A spokesperson from ResearchGate said that its website wasn’t accessible in China from 6 p.m. on Thursday until Saturday at 8 p.m., without elaborating further.

The protester conjured up memories of the iconic “tank man” who stoop up against a military crackdown on protests at Tiananmen Square in 1989, according to Perry Link, editor of the “Tiananmen Papers” and a professor at the University of California, Riverside.

“He’s been carted away just as the tank man was, and the tank man, to this day, we don’t know what happened to him,” Link said. “This guy, too, might face that fate.”

It’s unclear what has happened to the protester in Beijing, although videos and photos from social media appeared to show that he was detained by police. The Beijing district police station closest to the Sitong Bridge said it didn’t have any information to provide on his whereabouts. Asked about the protest at a regular briefing, a spokesperson for China’s Foreign Ministry said it wasn’t aware of the situation.

A Twitter account under the name Peng Zaizhou, which now has more than 40,000 followers, had previously shared photos and posts from Beijing. On Saturday, all of the account’s previous tweets were deleted. One day later, before the opening of the party congress, the user tweeted out a quote from revolutionary leader Sun Yat-sen calling for freedom and equality in China, although it wasn’t clear who was controlling the account.

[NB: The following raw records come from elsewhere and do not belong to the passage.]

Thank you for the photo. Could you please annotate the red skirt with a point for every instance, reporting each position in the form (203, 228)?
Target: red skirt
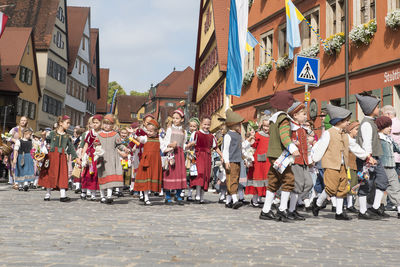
(56, 175)
(203, 164)
(90, 181)
(175, 176)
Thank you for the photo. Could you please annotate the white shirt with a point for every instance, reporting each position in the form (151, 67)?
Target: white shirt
(366, 133)
(319, 149)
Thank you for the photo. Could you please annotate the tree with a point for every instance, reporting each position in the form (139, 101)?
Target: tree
(133, 92)
(111, 88)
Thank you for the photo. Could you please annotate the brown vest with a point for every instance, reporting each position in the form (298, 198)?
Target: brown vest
(338, 146)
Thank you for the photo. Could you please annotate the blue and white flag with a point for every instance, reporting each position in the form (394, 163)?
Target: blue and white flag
(238, 17)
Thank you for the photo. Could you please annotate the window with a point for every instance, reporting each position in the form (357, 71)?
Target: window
(364, 11)
(266, 42)
(283, 48)
(308, 37)
(334, 17)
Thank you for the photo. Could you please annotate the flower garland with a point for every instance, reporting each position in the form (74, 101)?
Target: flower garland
(248, 77)
(283, 63)
(363, 34)
(312, 51)
(334, 43)
(264, 70)
(392, 19)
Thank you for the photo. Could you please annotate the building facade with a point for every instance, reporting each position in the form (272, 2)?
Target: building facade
(369, 70)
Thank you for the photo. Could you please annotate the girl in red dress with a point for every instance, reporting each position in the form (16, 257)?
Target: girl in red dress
(257, 177)
(203, 142)
(89, 179)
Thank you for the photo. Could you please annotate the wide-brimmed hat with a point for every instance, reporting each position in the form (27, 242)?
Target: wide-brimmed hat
(281, 100)
(233, 118)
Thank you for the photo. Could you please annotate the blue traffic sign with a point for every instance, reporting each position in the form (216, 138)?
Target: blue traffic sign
(306, 70)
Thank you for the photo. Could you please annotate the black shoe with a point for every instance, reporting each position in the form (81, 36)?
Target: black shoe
(237, 205)
(342, 217)
(229, 205)
(254, 205)
(267, 216)
(315, 208)
(367, 216)
(65, 199)
(283, 216)
(296, 216)
(352, 209)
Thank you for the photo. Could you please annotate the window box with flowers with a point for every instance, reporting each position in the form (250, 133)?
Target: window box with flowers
(312, 51)
(392, 19)
(363, 34)
(264, 70)
(248, 77)
(333, 44)
(283, 63)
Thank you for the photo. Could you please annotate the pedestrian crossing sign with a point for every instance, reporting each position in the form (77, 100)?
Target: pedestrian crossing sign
(306, 70)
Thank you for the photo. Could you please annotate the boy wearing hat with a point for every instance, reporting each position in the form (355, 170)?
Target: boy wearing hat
(280, 140)
(333, 151)
(384, 125)
(368, 139)
(302, 176)
(232, 156)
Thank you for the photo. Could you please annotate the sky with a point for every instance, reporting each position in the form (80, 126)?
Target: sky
(141, 41)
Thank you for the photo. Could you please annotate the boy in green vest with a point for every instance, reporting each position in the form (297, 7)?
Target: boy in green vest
(279, 141)
(333, 151)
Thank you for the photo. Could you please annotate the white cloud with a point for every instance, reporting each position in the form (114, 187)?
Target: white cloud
(141, 41)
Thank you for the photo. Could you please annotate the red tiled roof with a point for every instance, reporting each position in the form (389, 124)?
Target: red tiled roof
(176, 84)
(39, 14)
(7, 83)
(101, 106)
(77, 17)
(127, 105)
(221, 24)
(12, 47)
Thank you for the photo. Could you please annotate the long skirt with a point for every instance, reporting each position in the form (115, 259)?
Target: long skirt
(203, 164)
(175, 176)
(25, 173)
(56, 175)
(88, 180)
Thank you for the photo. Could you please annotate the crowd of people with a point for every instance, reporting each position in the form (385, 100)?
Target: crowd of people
(279, 161)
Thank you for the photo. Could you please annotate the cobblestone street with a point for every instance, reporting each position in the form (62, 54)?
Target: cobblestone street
(84, 233)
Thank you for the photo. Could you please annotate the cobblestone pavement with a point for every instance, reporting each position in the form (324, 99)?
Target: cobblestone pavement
(84, 233)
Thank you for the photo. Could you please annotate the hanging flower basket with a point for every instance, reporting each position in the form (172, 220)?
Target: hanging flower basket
(363, 34)
(334, 43)
(283, 63)
(312, 51)
(392, 19)
(264, 70)
(248, 77)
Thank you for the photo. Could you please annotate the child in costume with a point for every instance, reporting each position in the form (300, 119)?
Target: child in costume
(23, 161)
(55, 175)
(175, 177)
(109, 167)
(302, 177)
(204, 142)
(368, 139)
(384, 125)
(257, 179)
(333, 151)
(280, 141)
(194, 124)
(89, 177)
(232, 156)
(149, 175)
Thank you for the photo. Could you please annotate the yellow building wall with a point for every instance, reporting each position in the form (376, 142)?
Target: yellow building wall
(29, 92)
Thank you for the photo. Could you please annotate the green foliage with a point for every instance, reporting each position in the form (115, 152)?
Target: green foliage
(111, 88)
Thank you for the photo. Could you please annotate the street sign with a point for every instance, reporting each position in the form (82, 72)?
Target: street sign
(306, 70)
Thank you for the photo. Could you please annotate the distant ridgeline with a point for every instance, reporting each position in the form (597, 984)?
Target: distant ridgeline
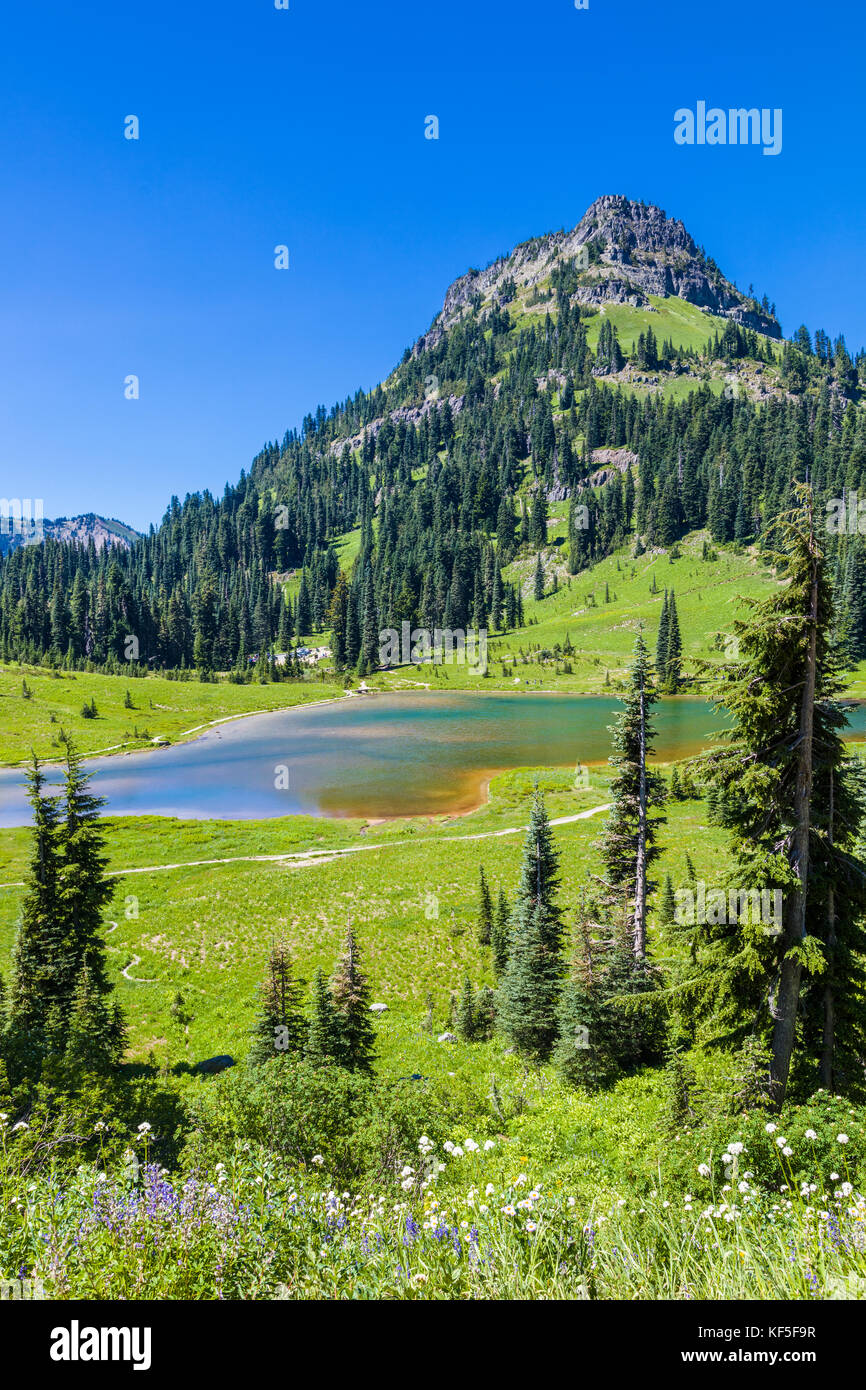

Although the Beijing protester was a single person, his criticism of Xi’s Covid restrictions could be a symbol of the broader discontent in the country, according to Link from the University of California.

“Mao himself said a prairie fire starts with a single spark, and that’s the kind of situation I see here,” he said, referring to a famous quote from Mao Zedong. “This is a spark and there’s the potential for a prairie fire.”